I guess the down periods I have are there for a purpose. When I don't take the time to keep the days in balance ... I will have days/weeks where I quite literally do the bare minimum.
What I don't like, is the fact that my life is possibly too full. I like to hope that some day, I may meet a 'special someone' and add a serious relationship into my life. Racing through my days, becoming obsessed with my routines and rituals, needing a certain amount of time to myself, adding more work/people/obligations to my life ... leaves very little time left over.
What am I willing to give up? Right now ... I want it all. The book projects are above and beyond the regular commitments in my life. But they are a passion I simply need to see through. I need to finish what I've started. I know this.

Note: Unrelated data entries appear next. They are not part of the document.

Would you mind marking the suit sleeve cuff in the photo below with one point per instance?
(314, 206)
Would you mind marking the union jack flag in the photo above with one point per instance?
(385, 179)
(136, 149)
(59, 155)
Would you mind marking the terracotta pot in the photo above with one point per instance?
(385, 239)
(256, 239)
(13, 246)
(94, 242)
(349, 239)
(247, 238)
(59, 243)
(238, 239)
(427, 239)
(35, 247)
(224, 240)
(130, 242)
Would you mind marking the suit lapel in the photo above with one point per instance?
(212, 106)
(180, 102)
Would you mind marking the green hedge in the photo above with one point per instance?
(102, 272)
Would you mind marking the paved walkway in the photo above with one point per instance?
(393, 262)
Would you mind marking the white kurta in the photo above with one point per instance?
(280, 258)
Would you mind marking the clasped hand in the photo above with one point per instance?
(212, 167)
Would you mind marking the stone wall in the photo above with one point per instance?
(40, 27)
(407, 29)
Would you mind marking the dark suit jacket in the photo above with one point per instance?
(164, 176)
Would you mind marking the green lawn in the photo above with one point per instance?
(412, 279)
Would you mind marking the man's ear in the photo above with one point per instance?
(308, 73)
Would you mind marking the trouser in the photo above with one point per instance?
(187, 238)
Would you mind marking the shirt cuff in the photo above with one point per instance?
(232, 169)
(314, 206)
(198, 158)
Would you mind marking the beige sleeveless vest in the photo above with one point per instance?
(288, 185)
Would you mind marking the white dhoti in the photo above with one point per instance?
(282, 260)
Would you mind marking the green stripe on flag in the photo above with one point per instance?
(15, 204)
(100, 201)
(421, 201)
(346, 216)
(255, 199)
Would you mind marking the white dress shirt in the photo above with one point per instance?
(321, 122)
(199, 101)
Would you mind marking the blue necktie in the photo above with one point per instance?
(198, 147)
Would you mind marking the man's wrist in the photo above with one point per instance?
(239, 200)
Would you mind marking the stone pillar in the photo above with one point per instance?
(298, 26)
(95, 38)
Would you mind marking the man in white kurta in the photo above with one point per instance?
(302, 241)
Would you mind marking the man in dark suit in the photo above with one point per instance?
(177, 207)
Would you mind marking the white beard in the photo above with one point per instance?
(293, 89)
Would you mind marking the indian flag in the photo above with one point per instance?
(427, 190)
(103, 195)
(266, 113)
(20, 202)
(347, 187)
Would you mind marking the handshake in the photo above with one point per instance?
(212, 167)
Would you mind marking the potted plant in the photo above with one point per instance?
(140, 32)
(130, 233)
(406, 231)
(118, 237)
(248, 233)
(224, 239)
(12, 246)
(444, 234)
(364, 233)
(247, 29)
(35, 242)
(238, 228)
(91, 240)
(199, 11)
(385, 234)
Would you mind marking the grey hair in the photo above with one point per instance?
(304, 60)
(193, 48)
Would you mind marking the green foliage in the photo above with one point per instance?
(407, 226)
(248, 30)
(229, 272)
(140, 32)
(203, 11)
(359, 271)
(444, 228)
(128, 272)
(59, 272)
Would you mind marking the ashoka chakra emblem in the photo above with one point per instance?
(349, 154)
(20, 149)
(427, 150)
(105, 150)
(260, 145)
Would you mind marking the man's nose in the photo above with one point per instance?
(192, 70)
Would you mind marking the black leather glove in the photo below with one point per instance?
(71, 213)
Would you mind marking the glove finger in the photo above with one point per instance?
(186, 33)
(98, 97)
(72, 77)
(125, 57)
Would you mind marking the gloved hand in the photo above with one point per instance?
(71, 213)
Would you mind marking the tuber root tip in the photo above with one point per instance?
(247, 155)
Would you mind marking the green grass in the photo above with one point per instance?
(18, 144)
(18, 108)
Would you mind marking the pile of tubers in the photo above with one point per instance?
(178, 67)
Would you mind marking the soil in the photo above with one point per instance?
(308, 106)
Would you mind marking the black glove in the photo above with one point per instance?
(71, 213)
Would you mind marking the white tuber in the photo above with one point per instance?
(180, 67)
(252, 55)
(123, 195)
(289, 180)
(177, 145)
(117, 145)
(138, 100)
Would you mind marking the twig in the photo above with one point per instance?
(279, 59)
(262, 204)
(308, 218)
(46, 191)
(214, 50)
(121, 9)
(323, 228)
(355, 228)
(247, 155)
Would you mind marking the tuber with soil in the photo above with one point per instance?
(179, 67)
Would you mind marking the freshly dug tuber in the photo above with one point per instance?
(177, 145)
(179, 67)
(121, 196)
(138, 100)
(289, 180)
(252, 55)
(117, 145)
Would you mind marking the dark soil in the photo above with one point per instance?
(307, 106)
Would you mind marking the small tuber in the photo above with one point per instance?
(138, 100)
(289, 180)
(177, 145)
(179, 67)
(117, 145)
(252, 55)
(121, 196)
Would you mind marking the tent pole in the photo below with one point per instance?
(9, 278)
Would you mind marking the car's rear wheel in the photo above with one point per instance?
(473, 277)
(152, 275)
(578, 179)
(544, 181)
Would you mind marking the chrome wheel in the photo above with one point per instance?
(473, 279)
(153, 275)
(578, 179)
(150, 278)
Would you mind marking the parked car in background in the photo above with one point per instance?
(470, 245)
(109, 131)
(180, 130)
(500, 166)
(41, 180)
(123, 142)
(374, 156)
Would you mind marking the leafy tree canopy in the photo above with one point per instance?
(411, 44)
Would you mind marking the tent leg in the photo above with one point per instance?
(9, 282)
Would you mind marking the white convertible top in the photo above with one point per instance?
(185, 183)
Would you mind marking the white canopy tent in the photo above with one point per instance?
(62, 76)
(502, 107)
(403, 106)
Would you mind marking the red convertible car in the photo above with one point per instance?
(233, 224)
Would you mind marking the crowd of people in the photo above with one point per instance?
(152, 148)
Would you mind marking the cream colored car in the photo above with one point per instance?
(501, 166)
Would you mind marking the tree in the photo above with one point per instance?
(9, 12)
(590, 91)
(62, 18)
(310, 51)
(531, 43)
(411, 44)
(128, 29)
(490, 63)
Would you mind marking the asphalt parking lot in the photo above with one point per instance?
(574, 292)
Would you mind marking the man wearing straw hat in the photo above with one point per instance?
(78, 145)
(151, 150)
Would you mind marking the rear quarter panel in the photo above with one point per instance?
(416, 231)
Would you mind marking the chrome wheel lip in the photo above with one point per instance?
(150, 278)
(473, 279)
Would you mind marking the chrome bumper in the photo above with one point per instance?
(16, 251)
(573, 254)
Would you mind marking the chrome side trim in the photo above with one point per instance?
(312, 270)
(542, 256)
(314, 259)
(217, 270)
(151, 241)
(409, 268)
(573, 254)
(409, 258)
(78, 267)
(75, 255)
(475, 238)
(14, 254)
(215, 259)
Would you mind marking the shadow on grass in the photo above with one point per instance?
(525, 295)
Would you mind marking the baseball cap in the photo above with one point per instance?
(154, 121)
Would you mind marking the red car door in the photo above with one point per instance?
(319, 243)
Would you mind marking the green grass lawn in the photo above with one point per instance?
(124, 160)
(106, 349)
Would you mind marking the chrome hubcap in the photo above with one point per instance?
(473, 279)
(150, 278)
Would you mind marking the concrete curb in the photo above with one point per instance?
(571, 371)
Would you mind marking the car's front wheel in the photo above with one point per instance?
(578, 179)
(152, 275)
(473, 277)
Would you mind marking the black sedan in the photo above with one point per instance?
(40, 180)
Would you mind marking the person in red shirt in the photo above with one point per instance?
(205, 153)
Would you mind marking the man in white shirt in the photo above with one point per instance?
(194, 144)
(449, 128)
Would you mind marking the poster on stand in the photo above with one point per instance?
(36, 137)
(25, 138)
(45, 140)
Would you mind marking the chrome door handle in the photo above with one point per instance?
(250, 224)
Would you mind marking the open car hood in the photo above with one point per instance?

When I look at all of the demands on my time, I know for a fact the one thing that I would gladly give up, if finances weren't an issue. It would be the 10 hours of each week day that I am obligated to my daycare family. It is my job of tending children and all the fluctuations of work and income that stems from that job that is truly draining my resources. If I could wave a magic wand ... all of that would disappear. And then I'd have the energy to pursue new horizons!
Time ... there is never enough of it when you are busy. The alternative ... having too much time on your hands, is not good either. As with everything in life ... it is all about balance.